I like the idea that media literacy includes the pursuit of new communication formats in addition to the ability to navigate across existing ones. These two skills seem to come together when new technologies emerge before people have a real sense of what to do with them. In the current issue of October, Christine Mehring writes a kind of pre-history of television, looking at European artists after WWII, (including Fluxus artist Nam June Paik). Mehring makes a lot of this idea that the technology of television was developed before it had content, so its early days were devoted to thinking about its formal properties. I was interested in the way the artists and groups she discussed all seemed to be searching for the essential quality of the medium and how that informed its purpose. The painters in the Informel artist group fell in love with the abstract shapes produced on the screen and saw television as a painterly medium. Then this group called the Spatialists came along and said that TV was really about reaching many different people and places at the same time and the idea of the broadcast. Nam June Paik was interested in the lack of control that came with television, both in terms of the weird distortions that occurred on screen and in terms of the programming itself. Then there was the Zero group, which took up the idea that TV demanded collaborative creation and played with the possibilities of the production crew.

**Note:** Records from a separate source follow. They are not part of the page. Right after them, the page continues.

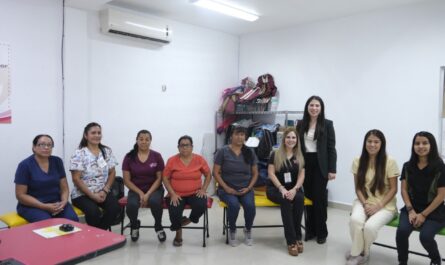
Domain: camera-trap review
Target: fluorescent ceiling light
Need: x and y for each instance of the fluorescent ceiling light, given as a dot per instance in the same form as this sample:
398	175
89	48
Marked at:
226	9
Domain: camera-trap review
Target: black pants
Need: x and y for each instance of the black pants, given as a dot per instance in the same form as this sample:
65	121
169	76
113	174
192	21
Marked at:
197	205
101	215
155	202
428	231
315	189
291	213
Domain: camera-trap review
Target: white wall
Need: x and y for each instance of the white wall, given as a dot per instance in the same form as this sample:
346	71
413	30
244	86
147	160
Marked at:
117	83
375	70
33	31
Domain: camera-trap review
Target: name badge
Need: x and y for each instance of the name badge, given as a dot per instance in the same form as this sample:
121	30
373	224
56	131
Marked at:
101	162
287	177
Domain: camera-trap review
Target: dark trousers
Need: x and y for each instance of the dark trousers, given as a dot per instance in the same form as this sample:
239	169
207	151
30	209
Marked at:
155	202
428	231
101	215
32	214
291	213
315	189
198	207
233	203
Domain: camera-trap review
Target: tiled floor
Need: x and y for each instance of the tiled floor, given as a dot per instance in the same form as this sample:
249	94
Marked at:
269	245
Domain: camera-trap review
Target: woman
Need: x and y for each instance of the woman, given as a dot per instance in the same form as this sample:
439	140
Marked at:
423	191
182	179
375	178
235	169
142	171
320	156
93	171
41	187
286	174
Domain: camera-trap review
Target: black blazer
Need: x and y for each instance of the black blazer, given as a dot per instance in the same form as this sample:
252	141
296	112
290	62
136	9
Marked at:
326	153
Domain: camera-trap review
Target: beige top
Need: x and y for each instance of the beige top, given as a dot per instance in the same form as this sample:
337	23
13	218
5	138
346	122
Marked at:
392	171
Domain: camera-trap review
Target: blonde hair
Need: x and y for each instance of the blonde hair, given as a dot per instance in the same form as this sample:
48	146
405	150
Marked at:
281	156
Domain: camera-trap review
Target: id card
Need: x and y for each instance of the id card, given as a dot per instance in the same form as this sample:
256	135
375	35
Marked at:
101	162
287	177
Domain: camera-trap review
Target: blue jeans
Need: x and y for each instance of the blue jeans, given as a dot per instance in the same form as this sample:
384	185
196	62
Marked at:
155	202
198	207
32	214
428	231
233	206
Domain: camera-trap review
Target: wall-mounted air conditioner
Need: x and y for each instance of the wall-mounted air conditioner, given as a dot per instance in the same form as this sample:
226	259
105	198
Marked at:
119	22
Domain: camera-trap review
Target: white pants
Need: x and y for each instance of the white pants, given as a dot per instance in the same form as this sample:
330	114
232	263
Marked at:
364	230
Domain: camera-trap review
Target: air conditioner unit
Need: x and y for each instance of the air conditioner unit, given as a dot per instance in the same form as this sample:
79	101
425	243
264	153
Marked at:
114	21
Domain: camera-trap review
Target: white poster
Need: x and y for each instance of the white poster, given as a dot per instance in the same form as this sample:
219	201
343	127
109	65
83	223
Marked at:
5	84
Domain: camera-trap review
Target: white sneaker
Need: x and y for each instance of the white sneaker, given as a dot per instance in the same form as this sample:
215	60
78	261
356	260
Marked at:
355	260
348	255
232	239
365	260
248	237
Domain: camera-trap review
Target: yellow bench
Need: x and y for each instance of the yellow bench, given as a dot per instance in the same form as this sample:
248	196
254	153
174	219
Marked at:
12	219
260	201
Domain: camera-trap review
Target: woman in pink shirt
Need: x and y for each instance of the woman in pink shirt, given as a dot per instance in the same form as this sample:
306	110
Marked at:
182	178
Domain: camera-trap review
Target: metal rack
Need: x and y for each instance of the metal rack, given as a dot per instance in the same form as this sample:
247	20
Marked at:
219	117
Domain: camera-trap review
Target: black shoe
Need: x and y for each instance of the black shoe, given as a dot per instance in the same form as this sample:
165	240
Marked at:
135	231
161	235
309	237
321	240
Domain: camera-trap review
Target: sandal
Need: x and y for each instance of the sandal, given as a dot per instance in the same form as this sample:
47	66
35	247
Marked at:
177	242
293	250
161	235
300	246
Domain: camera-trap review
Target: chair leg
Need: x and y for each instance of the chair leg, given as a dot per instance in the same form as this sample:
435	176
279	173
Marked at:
226	225
224	221
122	219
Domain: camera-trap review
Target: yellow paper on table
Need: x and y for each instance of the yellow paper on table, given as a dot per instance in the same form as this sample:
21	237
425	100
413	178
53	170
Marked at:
54	231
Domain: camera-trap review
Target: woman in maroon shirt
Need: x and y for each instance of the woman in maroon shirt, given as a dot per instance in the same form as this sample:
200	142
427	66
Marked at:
142	170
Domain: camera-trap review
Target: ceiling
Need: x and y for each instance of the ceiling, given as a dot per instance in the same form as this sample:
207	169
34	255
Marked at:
274	14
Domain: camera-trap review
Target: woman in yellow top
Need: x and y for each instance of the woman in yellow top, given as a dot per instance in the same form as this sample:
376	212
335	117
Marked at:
375	178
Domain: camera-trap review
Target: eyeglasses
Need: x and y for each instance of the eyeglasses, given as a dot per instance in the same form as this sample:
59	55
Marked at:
44	145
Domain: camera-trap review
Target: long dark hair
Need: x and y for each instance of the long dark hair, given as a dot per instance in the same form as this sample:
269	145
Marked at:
434	159
246	151
37	138
379	165
185	137
304	125
133	152
83	143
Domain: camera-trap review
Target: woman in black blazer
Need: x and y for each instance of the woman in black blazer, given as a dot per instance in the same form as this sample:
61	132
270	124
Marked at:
318	145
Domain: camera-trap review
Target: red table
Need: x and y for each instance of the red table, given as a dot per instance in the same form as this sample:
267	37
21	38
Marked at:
22	244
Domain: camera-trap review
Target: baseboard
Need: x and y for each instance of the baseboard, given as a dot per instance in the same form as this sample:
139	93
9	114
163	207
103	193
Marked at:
340	205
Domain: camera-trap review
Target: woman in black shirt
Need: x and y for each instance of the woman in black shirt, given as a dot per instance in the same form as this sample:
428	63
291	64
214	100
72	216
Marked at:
286	174
423	191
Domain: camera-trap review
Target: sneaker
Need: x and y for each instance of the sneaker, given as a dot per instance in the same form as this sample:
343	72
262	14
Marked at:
355	260
248	237
185	221
365	260
161	235
232	239
292	250
135	231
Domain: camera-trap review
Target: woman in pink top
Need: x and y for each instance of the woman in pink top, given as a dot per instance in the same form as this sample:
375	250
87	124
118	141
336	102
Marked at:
182	178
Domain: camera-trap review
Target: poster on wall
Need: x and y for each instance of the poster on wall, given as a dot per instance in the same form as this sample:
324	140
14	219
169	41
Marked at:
5	88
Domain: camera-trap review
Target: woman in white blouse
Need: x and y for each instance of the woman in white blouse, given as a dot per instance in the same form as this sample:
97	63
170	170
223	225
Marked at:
93	170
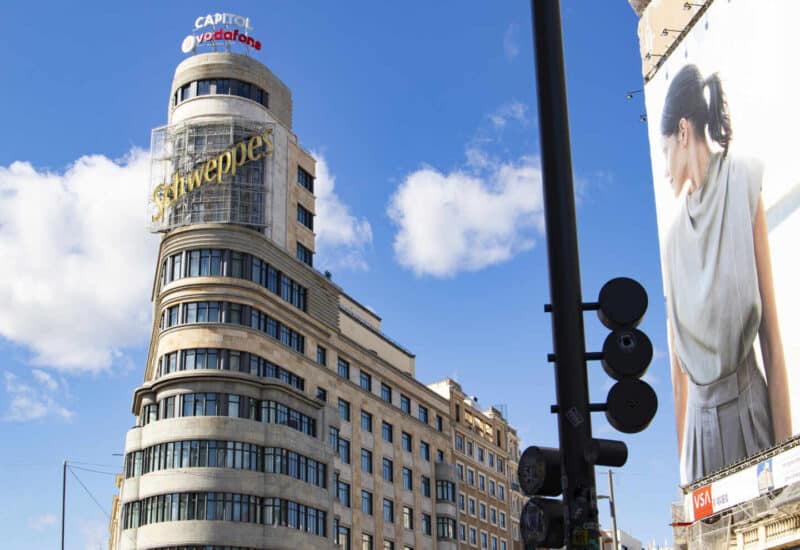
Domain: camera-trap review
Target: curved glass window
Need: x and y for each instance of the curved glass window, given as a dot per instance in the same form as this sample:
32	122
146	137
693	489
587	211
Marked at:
214	506
225	359
209	453
225	404
221	86
230	263
233	313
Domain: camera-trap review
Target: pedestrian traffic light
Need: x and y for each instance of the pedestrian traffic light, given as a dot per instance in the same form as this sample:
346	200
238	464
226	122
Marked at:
542	519
631	403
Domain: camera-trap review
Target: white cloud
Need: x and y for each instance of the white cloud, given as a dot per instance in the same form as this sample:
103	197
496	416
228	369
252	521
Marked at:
461	221
29	401
510	46
342	238
42	522
512	111
79	260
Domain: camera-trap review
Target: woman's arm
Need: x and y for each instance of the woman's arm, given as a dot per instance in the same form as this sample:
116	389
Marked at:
769	332
680	390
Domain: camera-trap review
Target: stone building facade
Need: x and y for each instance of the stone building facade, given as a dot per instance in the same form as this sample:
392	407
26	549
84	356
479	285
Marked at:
274	413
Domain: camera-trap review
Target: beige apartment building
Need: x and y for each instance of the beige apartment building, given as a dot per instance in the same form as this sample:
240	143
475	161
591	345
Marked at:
274	413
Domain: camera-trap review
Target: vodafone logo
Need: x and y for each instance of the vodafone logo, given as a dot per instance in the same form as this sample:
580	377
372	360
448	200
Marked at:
223	34
702	503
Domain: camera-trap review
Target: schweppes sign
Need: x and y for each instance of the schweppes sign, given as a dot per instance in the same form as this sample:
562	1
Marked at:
211	171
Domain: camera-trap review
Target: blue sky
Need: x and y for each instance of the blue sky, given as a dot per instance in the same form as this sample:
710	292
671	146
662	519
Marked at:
404	104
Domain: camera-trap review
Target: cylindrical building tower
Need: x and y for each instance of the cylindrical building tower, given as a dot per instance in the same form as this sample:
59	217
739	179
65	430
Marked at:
274	412
229	450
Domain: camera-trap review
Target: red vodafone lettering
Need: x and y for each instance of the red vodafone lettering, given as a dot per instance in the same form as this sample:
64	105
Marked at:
702	502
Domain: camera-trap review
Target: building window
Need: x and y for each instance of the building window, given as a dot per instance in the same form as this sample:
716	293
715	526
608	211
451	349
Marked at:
305	217
407	479
445	528
344	450
342	535
365	381
344	369
366	461
388	510
426	524
343	492
406	441
423	414
366	421
386	393
424	450
305	180
408	517
388	470
366	502
445	491
344	410
386	432
305	255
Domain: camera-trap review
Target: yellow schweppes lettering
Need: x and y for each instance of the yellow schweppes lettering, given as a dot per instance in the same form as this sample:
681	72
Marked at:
227	162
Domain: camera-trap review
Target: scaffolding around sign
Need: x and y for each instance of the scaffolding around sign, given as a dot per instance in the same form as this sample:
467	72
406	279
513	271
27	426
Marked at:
178	150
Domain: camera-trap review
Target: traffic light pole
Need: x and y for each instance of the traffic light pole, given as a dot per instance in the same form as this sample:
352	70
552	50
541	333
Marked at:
574	422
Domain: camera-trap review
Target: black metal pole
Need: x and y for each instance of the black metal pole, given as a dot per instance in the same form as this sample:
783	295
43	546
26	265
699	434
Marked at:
574	422
63	501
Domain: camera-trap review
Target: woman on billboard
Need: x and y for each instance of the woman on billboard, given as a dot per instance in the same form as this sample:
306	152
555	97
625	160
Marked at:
720	293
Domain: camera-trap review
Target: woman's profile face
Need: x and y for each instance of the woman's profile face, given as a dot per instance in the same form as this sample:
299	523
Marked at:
675	167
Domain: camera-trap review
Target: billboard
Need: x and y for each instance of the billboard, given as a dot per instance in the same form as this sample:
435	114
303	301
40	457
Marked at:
217	171
722	123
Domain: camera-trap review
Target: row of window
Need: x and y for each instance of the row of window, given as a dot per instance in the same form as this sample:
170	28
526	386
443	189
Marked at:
225	359
216	262
232	313
469	506
224	404
465	446
221	86
496	490
202	453
365	383
223	507
445	529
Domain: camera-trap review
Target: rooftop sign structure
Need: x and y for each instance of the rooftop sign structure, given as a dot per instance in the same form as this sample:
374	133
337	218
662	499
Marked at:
220	32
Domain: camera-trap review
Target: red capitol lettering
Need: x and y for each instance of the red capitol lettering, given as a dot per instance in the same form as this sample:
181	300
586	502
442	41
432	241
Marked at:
230	36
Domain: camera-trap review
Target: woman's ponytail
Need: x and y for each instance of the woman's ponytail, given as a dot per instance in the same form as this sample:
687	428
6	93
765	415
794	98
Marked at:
719	119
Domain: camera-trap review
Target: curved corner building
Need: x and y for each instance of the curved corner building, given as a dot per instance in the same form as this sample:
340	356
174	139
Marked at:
274	413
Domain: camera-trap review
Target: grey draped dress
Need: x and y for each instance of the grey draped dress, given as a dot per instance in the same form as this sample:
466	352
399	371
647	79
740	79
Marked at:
714	307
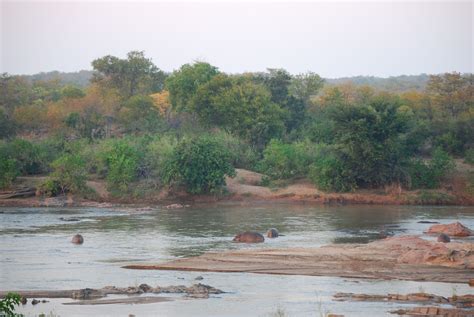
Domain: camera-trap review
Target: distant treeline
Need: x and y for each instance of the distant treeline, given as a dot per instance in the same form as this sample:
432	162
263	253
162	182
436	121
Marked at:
394	83
135	124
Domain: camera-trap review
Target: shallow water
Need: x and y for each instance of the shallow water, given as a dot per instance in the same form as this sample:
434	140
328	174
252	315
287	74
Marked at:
36	253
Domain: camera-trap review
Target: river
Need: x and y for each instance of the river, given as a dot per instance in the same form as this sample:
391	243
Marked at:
36	253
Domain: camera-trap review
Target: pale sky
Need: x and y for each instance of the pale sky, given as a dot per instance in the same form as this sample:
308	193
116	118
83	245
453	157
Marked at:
333	39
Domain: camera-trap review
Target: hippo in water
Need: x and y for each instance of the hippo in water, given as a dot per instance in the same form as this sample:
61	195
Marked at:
272	233
77	239
444	238
249	237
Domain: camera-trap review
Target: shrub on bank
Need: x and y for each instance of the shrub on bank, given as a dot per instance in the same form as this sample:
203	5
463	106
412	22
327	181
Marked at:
330	173
8	171
428	174
283	160
200	164
69	175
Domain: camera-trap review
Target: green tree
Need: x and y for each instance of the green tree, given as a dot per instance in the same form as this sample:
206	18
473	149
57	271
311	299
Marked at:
139	114
183	83
282	160
123	164
428	174
452	93
369	138
8	171
69	173
7	305
130	76
200	164
239	106
306	86
8	126
72	92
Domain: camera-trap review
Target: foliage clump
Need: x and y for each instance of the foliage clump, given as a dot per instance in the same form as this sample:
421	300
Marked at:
200	164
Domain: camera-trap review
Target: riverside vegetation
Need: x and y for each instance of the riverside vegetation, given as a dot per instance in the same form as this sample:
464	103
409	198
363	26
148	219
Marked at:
140	129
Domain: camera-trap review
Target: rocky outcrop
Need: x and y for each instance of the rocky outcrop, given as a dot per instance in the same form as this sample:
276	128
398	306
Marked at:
77	239
433	312
22	192
456	229
249	237
444	238
402	258
272	233
196	291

Contemporary art often gets dismissed for a kind of insular dialog about its own condition, but in this case (or the case of "Danger Music Seventeen") I think this self-consciousness definitely points to a productive part of media literacy. I found it interesting to see how the artists in Mehring's essay moved from simply using the new technology to do things that already interested them (like abstract painting) and into the possibilities that are now widely associated with television. It reminds me a bit of something Ben Rigby said on Henry's blog a little while ago about the early days of the internet when people scanned in their printed publicity materials to make websites, only later discovering interactive uses. Rigby thinks virtual worlds like Second Life are in the first stage, where they simply translate existing forms into the new medium without thinking about the emerging possibilities that the medium offers. I like how you used the idea of "intermedia" to think about transmedia navigation from a production standpoint. On the creative side, it seems that media literacy should include thinking about the particular opportunities that new formats provide, not simply translating equivalent messages across media.

Nicholas Seaver Author Profile Page said:

Oliver,

Thanks for pointing me to that television art article, it looks fascinating.

I agree with you (of course) about the creative possibilities opened up by changing relationships with our major media forms. What I haven't really thought out yet is the specific way in which this reconceptualization might be constructed as a "literacy." It is certainly a useful process from an artistic standpoint, but I'm curious to see if people catch on to the idea of exploring technological possibility as a distinct literacy. I would imagine that such an idea is currently served by a few of the current NML skills, like play and negotiation. In that case, this idea might be more of a lens through which to view the core NML skills--an artistic angle on literacy.